Jetons un coup d’œil à cette scène rocambolesque qui se joue sous nos yeux. À la Douane, ce ne sont pas moins de 700 milliards de francs guinéens qui se sont évaporés dans la nature selon les informations. À l’Office guinéen de publicité, ce sont 78 milliards, soit l’équivalent de plusieurs années de budget pour certaines institutions publiques, qui se seraient volatilisés. Plus spectaculaire encore, le Patrimoine bâti public, censé être le garant des biens immobiliers de l’État, dernier cas en date, on parle de 267 milliards, sans que personne ne semble retrouver la clé du coffre. Et que dire de la Banque centrale de la République de Guinée, où 4 tonnes d’or ont mystérieusement disparu comme par enchantement ?

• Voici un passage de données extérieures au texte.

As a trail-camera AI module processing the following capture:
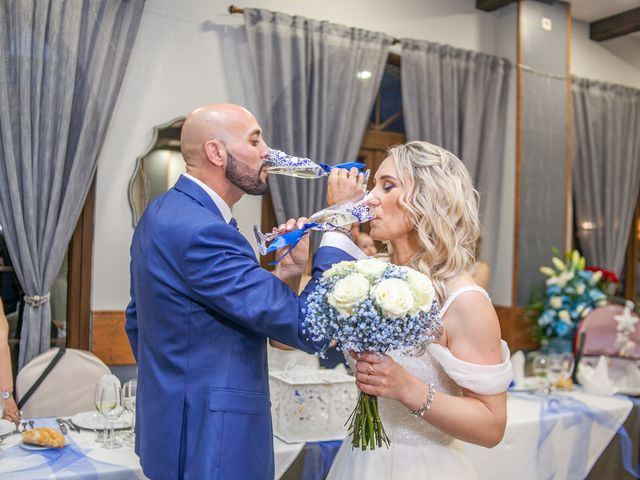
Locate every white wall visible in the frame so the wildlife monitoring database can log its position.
[92,0,640,310]
[571,20,640,88]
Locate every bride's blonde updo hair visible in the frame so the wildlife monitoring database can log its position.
[388,141,480,305]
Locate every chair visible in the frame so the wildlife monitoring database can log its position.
[578,302,640,395]
[16,348,111,418]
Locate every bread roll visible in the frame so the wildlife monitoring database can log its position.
[22,428,64,448]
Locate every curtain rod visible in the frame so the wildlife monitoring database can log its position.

À ce rythme, on se demande si la transition n’est pas devenue un gigantesque « Black Friday » du détournement, où chacun se sert à sa guise en attendant que l’orage passe. On pourrait presque croire à une mise en scène d’un film policier, sauf que dans cette affaire, les coupables ne se cachent même plus. Entre les fuites dans la presse, les rumeurs persistantes et l’inaction apparente des autorités, le doute s’installe. Le gouvernement est-il dépassé ou complice ? La question mérite d’être posée.

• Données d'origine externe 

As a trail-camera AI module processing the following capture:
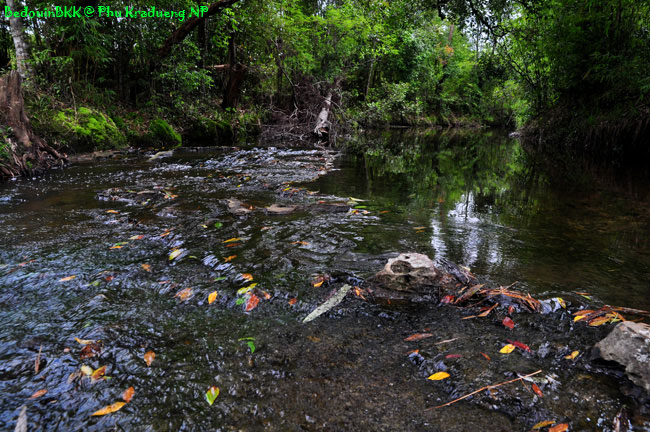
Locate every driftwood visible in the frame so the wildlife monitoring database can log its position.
[0,71,67,177]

Une lutte anticorruption au point mort ?

Lorsqu’il s’agit de faire des annonces spectaculaires, le CNRD sait y faire. Commissions d’enquête, audits, suspensions temporaires… La machine de communication tourne à plein régime. Mais une fois les projecteurs éteints, la réalité est tout autre. Les dossiers s’empilent, les accusés disparaissent des radars et, au final, l’impression qui domine est celle d’une justice sélective, où certains échappent miraculeusement aux mailles du filet pendant que d’autres servent de boucs émissaires pour calmer l’opinion publique.

Ce qui frappe surtout, c’est l’absence de mesures concrètes et durables. Où sont les réformes promises pour verrouiller les circuits financiers ? Où sont les dispositifs de contrôle censés empêcher ces détournements massifs ? Visiblement, le robinet des finances publiques continue de couler à flot, irriguant des comptes bancaires bien éloignés des caisses de l’État.

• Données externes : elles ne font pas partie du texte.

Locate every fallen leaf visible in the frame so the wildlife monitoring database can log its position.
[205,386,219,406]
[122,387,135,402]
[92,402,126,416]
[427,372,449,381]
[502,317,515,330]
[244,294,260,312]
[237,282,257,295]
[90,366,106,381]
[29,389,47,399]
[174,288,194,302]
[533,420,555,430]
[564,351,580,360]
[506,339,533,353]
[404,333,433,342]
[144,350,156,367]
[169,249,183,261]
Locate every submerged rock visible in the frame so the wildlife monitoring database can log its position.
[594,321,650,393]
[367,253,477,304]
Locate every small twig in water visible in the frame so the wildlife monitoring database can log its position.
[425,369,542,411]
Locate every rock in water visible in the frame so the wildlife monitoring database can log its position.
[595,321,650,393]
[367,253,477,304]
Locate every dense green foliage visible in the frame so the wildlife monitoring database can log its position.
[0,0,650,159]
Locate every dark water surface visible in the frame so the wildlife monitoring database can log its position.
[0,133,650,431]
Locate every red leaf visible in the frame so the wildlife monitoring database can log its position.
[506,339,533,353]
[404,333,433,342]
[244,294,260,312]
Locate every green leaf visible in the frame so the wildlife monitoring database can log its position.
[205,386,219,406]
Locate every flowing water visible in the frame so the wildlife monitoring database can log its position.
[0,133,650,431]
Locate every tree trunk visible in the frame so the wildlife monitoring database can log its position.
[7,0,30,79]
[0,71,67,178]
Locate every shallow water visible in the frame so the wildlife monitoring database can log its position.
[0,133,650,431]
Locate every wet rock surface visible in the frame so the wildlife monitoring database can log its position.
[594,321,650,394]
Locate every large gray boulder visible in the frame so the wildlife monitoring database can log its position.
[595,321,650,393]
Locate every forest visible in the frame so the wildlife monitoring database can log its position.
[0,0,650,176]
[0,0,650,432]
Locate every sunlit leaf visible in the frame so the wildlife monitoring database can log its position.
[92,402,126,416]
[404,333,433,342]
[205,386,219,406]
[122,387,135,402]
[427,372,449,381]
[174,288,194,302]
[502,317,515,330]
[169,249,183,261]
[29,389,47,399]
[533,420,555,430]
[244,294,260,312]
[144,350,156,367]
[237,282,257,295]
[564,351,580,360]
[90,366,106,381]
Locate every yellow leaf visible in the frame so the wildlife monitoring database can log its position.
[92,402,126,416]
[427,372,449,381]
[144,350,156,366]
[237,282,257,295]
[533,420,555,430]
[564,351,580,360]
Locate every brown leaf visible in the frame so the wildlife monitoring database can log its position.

Des scandales en série, un peuple résigné

Face à ces affaires à répétition, les Guinéens oscillent entre résignation et colère contenue. La confiance envers les autorités s’effrite à chaque nouveau scandale. Beaucoup se demandent si, finalement, la transition n’a pas simplement remplacé une élite corrompue par une autre, avec des méthodes plus discrètes mais tout aussi dévastatrices.

Pendant ce temps, les besoins criants du pays restent insatisfaits. Routes délabrées, hôpitaux sous-équipés, écoles en ruine… Tandis que des milliards s’évaporent dans des comptes offshore ou sous des matelas bien garnis, le citoyen lambda, lui, peine à joindre les deux bouts.

Quelle issue pour cette transition ?

Il est encore temps pour le CNRD de redresser la barre, mais le temps presse. La lutte contre la corruption ne peut se limiter à des slogans ou des coups d’éclat médiatiques. Elle doit se traduire par des actions concrètes, des réformes structurelles et, surtout, des sanctions exemplaires, sans distinction de rang ou d’appartenance politique. Car à ce rythme, la transition risque de se terminer en fiasco, laissant un goût amer de promesses trahies.

L’histoire nous enseigne qu’aucun régime ne survit longtemps aux scandales financiers répétés. La Guinée a une chance unique de briser le cycle infernal de la corruption, mais encore faut-il que les dirigeants aient le courage d’aller au bout de leurs engagements. En attendant, la population guinéenne observe, impuissante mais lucide, et espère qu’un jour, la lumière sera faite sur ce qui ressemble de plus en plus à une vaste mascarade.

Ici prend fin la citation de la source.